A mais recente edição do curso de Diplomacia Científica da Academia Mundial de Ciências (TWAS, na sigla em inglês) e da Associação Americana para o Avanço da Ciência (AAAS, na sigla em inglês) foi uma oportunidade rara para integrar ciência e políticas públicas orientadas aos Objetivos de Desenvolvimento Sustentável (ODS/SDGs) das Nações Unidas.
Os participantes são escolhidos em pares com um cientista e um tomador de decisão (policy maker). São dez pares, ou seja, 20 selecionados entre mais de 800 inscrições. Um deles foi Clécio De Bom, membro afiliado da Academia Brasileira de Ciências (ABC), que é professor do Centro Brasileiro de Pesquisas Físicas (CBPF) e lidera o Laboratório de Inteligência Artificial Aplicada (Labia). Clécio formou par com o físico e diplomata de carreira Ernesto Mané Jr., escritor brasileiro e guineense, cuja participação ganhou relevo tanto pela trajetória em ciência de fronteira quanto pela defesa de uma cooperação internacional mais voltada à soberania tecnológica.
Ao longo do programa, módulos práticos e painéis com diplomatas, gestores e pesquisadores exploraram desde negociação multilateral e desenho regulatório até mecanismos de financiamento e governança para ciência aberta. “A conexão com organismos multilaterais, como a Unesco, e com formuladores de políticas públicas ampliou nosso conhecimento sobre como transformar evidência científica em ação pública, com foco em agendas como segurança alimentar, recursos hídricos, saúde universal e transição digital”, relatou o físico.
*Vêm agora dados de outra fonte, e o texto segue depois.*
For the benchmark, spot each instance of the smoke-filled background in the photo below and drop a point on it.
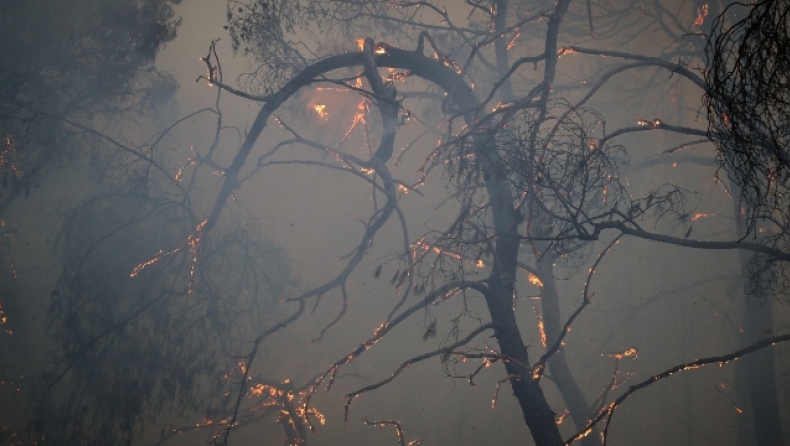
(492, 222)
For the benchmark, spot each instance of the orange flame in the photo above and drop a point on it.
(321, 110)
(535, 280)
(702, 12)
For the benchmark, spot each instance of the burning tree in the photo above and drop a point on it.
(536, 182)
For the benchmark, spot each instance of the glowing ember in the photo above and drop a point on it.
(321, 110)
(512, 42)
(566, 50)
(541, 327)
(702, 12)
(699, 215)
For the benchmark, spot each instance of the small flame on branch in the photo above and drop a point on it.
(513, 40)
(541, 327)
(699, 215)
(321, 110)
(566, 50)
(534, 280)
(702, 12)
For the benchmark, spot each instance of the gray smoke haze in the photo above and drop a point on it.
(160, 284)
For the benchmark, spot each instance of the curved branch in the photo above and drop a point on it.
(721, 360)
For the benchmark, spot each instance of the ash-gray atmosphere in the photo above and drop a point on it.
(369, 222)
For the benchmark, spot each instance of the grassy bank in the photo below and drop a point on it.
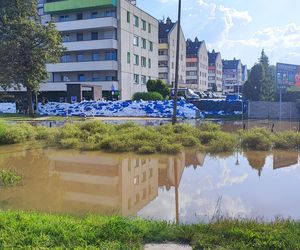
(167, 139)
(20, 230)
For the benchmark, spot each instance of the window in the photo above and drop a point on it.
(136, 78)
(81, 77)
(111, 56)
(136, 60)
(144, 25)
(66, 38)
(144, 43)
(128, 57)
(143, 61)
(79, 36)
(143, 80)
(136, 41)
(94, 36)
(79, 16)
(136, 21)
(64, 18)
(94, 14)
(128, 17)
(65, 58)
(79, 58)
(96, 57)
(150, 46)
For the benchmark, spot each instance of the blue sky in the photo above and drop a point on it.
(238, 28)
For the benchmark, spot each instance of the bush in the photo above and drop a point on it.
(158, 86)
(70, 143)
(17, 133)
(172, 148)
(9, 177)
(147, 150)
(257, 139)
(147, 96)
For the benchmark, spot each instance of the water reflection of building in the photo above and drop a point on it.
(283, 159)
(108, 184)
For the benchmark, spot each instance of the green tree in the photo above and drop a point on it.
(158, 86)
(253, 87)
(25, 47)
(268, 90)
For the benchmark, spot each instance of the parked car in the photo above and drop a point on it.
(233, 97)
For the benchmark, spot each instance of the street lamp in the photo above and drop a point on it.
(174, 118)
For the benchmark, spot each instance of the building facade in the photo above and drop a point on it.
(196, 65)
(167, 53)
(112, 44)
(232, 76)
(215, 71)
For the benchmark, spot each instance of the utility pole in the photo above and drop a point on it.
(174, 118)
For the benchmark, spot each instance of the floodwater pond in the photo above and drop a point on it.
(186, 188)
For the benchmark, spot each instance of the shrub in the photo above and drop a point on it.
(147, 96)
(9, 177)
(209, 127)
(158, 86)
(172, 148)
(257, 139)
(70, 143)
(17, 133)
(147, 150)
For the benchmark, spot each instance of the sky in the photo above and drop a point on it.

De Bom enfatizou a importância estratégica de reposicionar a cooperação Sul–Sul. Em sua avaliação, ainda há excesso de foco em problemas ligados a recursos naturais, enquanto tecnologias emergentes — como computação de alto desempenho, IA e plataformas abertas — seguem menos exploradas como vetores de competitividade e desenvolvimento sustentável. “É grande o risco de dependência tecnológica quando a infraestrutura de ponta permanece concentrada em grandes empresas globais. As iniciativas de cooperação devem priorizar investimentos compartilhados, formação de quadros e infraestruturas digitais que reduzam assimetrias”, defendeu o Acadêmico.
Ele ainda resgata um ponto sensível para o Sul Global: a histórica distinção entre ciências experimentais (mais custosas) e teóricas já não protege a produção de conhecimento, porque restrições de hardware e poder computacional hoje afetam igualmente a pesquisa teórica. De Bom avalia que, nesse cenário, limitar-se à teoria significaria abrir mão de competitividade tecnológica e de autonomia para formular políticas baseadas em evidências.
“O que o curso da TWAS-AAAS oferece é justamente o repertório para discussões que permitam uma mudança de paradigma “, apontou Clécio de Bom. “É nos fazer sair do papel reativo frente às assimetrias entre Norte e Sul global e pensar proativamente o futuro científico e tecnológico, alinhando diplomacia, ciência e desenvolvimento”, resumiu o físico. Para ele, a iniciativa TWAS–AAAS habilita lideranças científicas a negociar, aconselhar e acompanhar políticas alinhadas aos ODS, quando aproxima pesquisadores das instâncias decisórias e da arquitetura multilateral, com impacto mensurável e foco em desenvolvimento sustentável e soberano.